Il fatto è che non si e’ trattato di un apparentamento ufficiale ma di un accordo quatto quatto tra Giulio Sottanelli e Tommaso Ginoble con la benedizione del vice ministro dell’Economia Zanetti. Così quando la base lo ha scoperto (ma come, prima fuoco e fiamme e poi baci e abbracci?), per Sottanelli sono cominciati i grattacapi: pare che in tanti siano andati a votare Pavone, così Sottanelli si impara. Ma inutilmente: Di Girolamo è sindaco di Roseto.

Memorabili i commenti del dopo-partita, lanciati ai microfoni così, a caldo. La prima dichiarazione del sindaco di Roseto, viene riferita dal parlamentare Pd Tommaso Ginoble: “Mi ha chiamato, mi ha detto: Tomma’…”. Insomma, una dichiarazione di autonomia. Ma lo stesso Ginoble propone di  eliminare i ballottaggi per evitare gli apparentamenti (certo, quelli palesi, quelli occulti come a Roseto si continueranno a fare e pure peggio), e magari si risparmia pure: così avremo candidati eletti col trenta per cento dei consensi, la dittatura delle minoranze e tanti saluti. Anche la Casini dice via i ballottaggi, troppa fatica in questi quindici giorni.

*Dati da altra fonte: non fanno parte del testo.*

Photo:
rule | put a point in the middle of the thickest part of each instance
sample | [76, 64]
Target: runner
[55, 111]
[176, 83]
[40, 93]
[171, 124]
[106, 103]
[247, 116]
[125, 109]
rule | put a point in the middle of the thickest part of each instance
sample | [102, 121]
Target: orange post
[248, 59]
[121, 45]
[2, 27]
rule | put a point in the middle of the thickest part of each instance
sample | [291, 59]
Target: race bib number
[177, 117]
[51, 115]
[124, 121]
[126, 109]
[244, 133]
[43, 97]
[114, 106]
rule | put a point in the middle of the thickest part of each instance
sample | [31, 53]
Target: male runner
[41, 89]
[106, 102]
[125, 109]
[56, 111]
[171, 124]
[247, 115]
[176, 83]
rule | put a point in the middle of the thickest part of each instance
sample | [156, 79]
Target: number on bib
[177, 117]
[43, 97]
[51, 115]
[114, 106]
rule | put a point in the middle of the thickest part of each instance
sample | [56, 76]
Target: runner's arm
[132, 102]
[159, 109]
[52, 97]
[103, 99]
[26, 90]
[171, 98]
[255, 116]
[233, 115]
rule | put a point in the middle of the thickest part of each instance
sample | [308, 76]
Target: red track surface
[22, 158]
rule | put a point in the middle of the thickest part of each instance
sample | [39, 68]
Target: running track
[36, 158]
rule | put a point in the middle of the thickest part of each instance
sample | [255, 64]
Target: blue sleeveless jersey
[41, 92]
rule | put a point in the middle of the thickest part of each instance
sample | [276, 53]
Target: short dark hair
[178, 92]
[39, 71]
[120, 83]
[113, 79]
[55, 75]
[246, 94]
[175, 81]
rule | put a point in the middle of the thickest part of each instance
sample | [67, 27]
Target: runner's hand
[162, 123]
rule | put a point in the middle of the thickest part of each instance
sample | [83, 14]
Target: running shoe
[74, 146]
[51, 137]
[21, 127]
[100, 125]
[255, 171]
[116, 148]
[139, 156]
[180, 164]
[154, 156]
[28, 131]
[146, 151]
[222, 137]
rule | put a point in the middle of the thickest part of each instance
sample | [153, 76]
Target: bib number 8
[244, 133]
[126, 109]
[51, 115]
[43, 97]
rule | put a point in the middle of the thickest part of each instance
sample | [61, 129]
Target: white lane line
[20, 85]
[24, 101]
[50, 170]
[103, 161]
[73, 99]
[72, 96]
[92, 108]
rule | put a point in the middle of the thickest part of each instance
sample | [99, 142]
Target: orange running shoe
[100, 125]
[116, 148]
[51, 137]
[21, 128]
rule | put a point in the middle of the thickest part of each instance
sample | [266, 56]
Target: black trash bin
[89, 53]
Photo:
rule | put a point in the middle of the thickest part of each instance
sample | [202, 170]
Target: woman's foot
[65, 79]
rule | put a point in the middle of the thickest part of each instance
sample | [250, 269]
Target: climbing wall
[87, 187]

ps:  E insomma, nella notte in cui perde Roma, Torino e Trieste che si aggiungono a Napoli, già persa tempo fa, il Pd si consola qui, con un paio di Comuni. Magra consolazione, ma magari ci scappa un’altra visita di Renzi, non si sa mai.

ps2: Abruzzo in controtendenza: nel resto d’Italia si assiste al trionfo dei Cinquestelle, qui ai ballottaggi i grillini non ci sono proprio. Qui scompare il centrodestra e tutto si muove dentro gli equilibri della maggioranza regionale.